On January 1st 1989 Jarman wrote, in “Modern Nature”:
The view from my kitchen at the back of the house is bounded to the left by the old Dungeness lighthouse, and the iron grey bulk of the nuclear reactor – in front of which dark green broom and gorse, bright with yellow flowers, have formed little islands in the shingle, ending in a scrubby copse of sallow and ash dwarfed and blasted by the gales.

And on February 13th the same year he wrote:

to whom it may concern
in the dead stones of a planet
 no longer remembered as earth
 may he decipher this opaque hieroglyph
 perform an archaeology of soul
 on these precious fragments
 all that remains of our vanished days
 here – at the sea’s edge
 I have planted a stony garden
 dragon tooth dolmen spring up
 to defend the porch
 steadfast warriors

I drive back down the Coast Road to New Romney, a violent storm towering over the hills inland, and then turn west, back through Rye and Winchelsea, and on into leafy Sussex, so different from the desolate stony shore behind me.

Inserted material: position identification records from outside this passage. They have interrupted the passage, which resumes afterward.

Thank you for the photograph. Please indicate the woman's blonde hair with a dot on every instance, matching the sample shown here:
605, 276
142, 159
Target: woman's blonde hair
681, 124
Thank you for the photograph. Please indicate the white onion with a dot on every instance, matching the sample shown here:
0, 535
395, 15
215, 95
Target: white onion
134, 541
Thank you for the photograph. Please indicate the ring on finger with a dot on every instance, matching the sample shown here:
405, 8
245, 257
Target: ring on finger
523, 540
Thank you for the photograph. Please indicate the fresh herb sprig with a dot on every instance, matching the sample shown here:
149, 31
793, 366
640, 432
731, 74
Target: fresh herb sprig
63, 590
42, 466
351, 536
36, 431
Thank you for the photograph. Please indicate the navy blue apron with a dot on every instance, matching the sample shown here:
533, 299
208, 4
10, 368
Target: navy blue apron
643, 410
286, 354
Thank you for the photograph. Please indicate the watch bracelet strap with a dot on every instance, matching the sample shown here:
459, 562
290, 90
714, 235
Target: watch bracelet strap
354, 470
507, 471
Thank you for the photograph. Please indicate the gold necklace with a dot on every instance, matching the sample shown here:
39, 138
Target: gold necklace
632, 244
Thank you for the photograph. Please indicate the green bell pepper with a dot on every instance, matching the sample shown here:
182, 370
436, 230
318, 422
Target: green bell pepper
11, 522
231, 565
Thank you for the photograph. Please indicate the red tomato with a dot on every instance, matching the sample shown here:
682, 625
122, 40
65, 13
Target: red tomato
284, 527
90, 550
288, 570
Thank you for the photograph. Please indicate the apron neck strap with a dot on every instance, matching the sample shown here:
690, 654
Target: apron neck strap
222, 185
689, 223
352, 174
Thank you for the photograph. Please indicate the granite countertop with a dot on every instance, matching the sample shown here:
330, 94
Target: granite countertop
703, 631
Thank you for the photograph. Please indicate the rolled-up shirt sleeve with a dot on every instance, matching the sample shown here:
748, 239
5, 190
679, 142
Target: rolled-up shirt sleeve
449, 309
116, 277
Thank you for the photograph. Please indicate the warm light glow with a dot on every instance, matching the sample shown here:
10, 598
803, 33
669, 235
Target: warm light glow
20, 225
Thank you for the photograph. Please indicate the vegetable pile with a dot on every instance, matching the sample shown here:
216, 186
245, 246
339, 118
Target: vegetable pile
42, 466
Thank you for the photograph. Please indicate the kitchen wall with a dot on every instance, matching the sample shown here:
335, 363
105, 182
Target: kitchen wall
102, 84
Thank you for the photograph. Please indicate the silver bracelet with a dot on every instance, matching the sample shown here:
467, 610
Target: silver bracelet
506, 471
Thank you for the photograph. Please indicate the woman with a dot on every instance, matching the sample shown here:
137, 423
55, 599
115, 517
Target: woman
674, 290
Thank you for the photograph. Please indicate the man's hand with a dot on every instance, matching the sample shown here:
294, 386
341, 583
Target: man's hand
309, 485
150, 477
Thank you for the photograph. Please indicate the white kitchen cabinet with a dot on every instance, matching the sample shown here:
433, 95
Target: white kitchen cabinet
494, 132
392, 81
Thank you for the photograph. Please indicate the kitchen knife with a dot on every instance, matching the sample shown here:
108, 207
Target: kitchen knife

For a rest I take a walk into Fore Wood nature reserve at Crowhurst, a linear village not far from Battle.  This is another RSPB site, but of a very different nature.  The sandstone is pierced by steep ghylls, but otherwise it is gently sloping woodland, coppiced in places, carpeted by bluebells and wood anemones, and delicately green with the new leaves of Hornbeam.  I step quietly along the trail, a chattering of tits spiking the air around me, and suddenly I confront a fox.  He stands before me, magnificently sharp nosed and rufus.  His eyes pierce mine, and I am stone, memories of lawrentian snake and mountain lion invading me.  He looks at me as if he is a god, and slowly, with unconcern, he steps into the undergrowth, without a word.

I move forward, startling a blackbird, who wryly cackles off through the trees.